Q&A with Margaret Hodge, Labour MP
It’s been 99 years since the first woman successfully stood for Parliament and in that time, 455 female MPs have been elected to the House of Commons. According to a government briefing published in December, the same number of men were elected in the current Parliament.
The last election, in May 2015, also saw a record number of women take up seats in the Commons – yet they still represent just 29% of MPs.
Who are the women who represent us in Parliament? What does it take to get elected, and then to hold onto a place in the House? Older men are dubbed ‘political titans’, while women are often dismissed as they age; how does this affect women on the political scene?
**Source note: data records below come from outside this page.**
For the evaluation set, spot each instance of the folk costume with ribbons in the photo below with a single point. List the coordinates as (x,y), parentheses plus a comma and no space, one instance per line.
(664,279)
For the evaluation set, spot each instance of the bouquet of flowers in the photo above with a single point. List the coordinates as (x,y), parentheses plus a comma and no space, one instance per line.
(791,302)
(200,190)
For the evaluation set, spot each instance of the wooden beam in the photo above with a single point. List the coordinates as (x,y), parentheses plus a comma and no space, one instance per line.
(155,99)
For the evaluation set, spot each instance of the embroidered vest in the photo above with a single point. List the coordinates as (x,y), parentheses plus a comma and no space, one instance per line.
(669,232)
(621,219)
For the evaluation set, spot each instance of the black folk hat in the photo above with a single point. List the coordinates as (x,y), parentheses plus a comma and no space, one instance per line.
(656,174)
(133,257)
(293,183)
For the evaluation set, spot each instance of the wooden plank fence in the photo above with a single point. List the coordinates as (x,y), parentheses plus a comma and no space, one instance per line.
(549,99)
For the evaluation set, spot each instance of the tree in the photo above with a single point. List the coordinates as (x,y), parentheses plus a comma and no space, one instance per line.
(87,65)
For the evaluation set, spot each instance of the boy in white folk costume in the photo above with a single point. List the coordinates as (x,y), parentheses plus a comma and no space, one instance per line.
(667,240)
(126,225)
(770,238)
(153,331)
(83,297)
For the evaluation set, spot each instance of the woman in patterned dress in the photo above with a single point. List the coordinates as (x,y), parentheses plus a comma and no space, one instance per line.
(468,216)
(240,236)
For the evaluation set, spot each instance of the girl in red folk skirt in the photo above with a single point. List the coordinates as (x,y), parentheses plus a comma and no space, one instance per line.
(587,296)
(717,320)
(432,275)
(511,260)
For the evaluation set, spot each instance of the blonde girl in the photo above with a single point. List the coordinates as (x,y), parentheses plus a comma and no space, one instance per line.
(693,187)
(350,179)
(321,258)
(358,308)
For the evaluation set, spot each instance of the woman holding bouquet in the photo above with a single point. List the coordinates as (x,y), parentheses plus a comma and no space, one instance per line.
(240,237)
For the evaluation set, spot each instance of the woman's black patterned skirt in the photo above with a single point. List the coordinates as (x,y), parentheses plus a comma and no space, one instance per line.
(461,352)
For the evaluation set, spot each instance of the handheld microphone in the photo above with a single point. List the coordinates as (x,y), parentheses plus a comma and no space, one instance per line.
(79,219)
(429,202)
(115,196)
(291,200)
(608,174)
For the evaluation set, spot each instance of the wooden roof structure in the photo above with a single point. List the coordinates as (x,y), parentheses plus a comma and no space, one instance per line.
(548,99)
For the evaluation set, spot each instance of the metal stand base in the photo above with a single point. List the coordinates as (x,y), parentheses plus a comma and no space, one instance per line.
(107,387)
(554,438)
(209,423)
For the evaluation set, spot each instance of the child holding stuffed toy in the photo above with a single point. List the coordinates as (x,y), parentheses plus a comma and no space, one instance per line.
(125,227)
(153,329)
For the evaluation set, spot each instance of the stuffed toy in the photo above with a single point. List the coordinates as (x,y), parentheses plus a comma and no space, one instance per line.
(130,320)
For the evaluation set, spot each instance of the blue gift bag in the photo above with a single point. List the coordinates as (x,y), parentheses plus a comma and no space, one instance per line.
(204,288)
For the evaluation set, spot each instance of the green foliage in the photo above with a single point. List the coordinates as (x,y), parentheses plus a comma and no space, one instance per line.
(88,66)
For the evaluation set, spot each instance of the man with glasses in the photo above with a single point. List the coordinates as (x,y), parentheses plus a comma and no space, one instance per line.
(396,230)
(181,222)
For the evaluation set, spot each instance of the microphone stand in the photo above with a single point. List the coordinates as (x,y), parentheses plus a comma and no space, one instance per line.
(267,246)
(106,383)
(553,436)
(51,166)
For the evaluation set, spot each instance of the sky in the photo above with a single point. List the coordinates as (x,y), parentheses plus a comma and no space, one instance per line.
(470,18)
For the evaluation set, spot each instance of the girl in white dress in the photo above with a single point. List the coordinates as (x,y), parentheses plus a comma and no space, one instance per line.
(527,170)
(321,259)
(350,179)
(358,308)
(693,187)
In March, our WOW – Women of the World festival celebrates the powerful force of older women in politics.
Margaret Hodge, Labour MP for Barking since 1994, joins a panel of experienced politicians and campaigners to demonstrate that a woman’s place is in the House. We asked her what she’d like to see change for women in 2017.
After a tumultuous 2016, what would you say is the impact of recent political events on women?
Women helped to elect Donald Trump – a man who shamelessly boasts of sexually assaulting women. So the progress women have made is too fragile: the challenges we face remain immense.
What would you like to see happen for women this year?
A woman leader of the Labour Party or the first female metro mayor.
What change would most help improve women's lives?
For most women, flexibility at work to life balance is the most important change they want and people should understand that life is a marathon not a sprint.